The latest official inflation figure for February is reportedly 165 000%.
Should the inflationary pressure maintain its recent momentum till year-end, then Zimbabwe’s official inflation will be 2 017 000% by mid year further worsening to 24 672 000% by year-end.
Once inflation reaches such high levels as Zimbabwe’s, it tends to move at an accelerated pace. This is based on current trends – price controls, shortages, money supply and exchange rate disequilibrium. It should be noted that only three months ago, inflation was around 20 000%, now it’s 10 times higher.
Whilst price controls and other strong- arm tactics can temporarily delay the slide, the presence of the black market makes it difficult to contain inflation by simply imposing price controls or threatening business. A major policy shift will be required to get Zimbabwe back on track.
It is difficult to conceive how inflation can be stabilised first, then reduced subsequently, without political settlement. During the election period, every province got some ploughs, tractors, combine harvesters, computers and a whole lot of other goodies as is normal in our motherland ahead of elections.
The policy is: give now and pay later. So the full price of such unbudgeted expenditure will have to be factored into future inflation, since the money printing machines worked overtime ahead of elections.
The inflation rate is, therefore, expected to worsen before it can be tamed.
This could get worse should there be a run-off election, since more money will be printed to fund that campaign as well.
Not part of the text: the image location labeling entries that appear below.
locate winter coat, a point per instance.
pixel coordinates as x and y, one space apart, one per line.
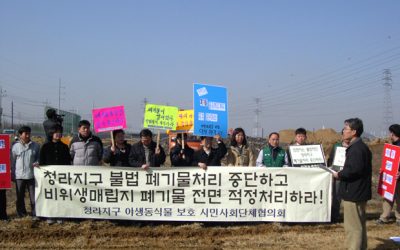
22 158
137 156
355 178
54 153
119 158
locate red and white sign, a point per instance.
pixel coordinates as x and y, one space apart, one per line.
109 119
5 167
389 169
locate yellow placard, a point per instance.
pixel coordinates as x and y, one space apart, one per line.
185 120
159 116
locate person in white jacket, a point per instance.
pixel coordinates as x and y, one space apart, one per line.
24 157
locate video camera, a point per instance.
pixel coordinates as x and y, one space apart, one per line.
52 114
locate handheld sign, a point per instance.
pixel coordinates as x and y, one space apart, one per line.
109 119
185 121
210 110
5 167
308 156
161 117
388 172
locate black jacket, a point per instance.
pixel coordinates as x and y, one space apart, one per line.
54 153
137 156
355 178
120 158
176 156
213 159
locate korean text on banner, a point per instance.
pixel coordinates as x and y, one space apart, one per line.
388 172
185 120
210 110
184 194
109 119
5 167
161 117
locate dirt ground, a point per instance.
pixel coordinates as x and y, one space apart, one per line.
25 233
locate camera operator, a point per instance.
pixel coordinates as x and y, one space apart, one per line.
53 120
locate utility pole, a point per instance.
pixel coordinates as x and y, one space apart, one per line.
2 94
257 111
12 114
145 101
387 100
The above inflation forecasts could turn out to be very conservative.
Price controls as an inflation busting measure have created a new problem – that of having driven up activities in the informal market. Zimbabwe’s formal sector has been shrinking at an alarming rate since everything is now available on the black market or underground.
This trend has disastrous consequences for the fiscus. Black market activities are difficult if not impossible to tax. This means the government loses an important tax base which would have normally been available under normal circumstances.
This represents multiple revenue loss since underground hustlers can’t be taxed: no income tax, no VAT and no sales tax.
Once the tax base starts eroding, it’s almost impossible to re-cast the net effectively to return to optimal revenue collection through taxation.
The tax system is central to the public finance system. This is why governments the world over try to please taxpayers.
But once the nation relies on printing money, the importance of taxpayers and the tax systems is diminished. Any other public finance pattern that’s materially divorced from the tax system is likely to result in a fatal outcome such as unsustainable budget deficit or hyper inflation as in Zimbabwe’s case.
Given that Zimbabwe is at such an important transitional period, it is important that the tax base be widened and strengthened.
This requires deliberate and careful planning as many stakeholders are likely to be suspicious of any attempts to make them accountable in a manor that does not show any clear benefits for them.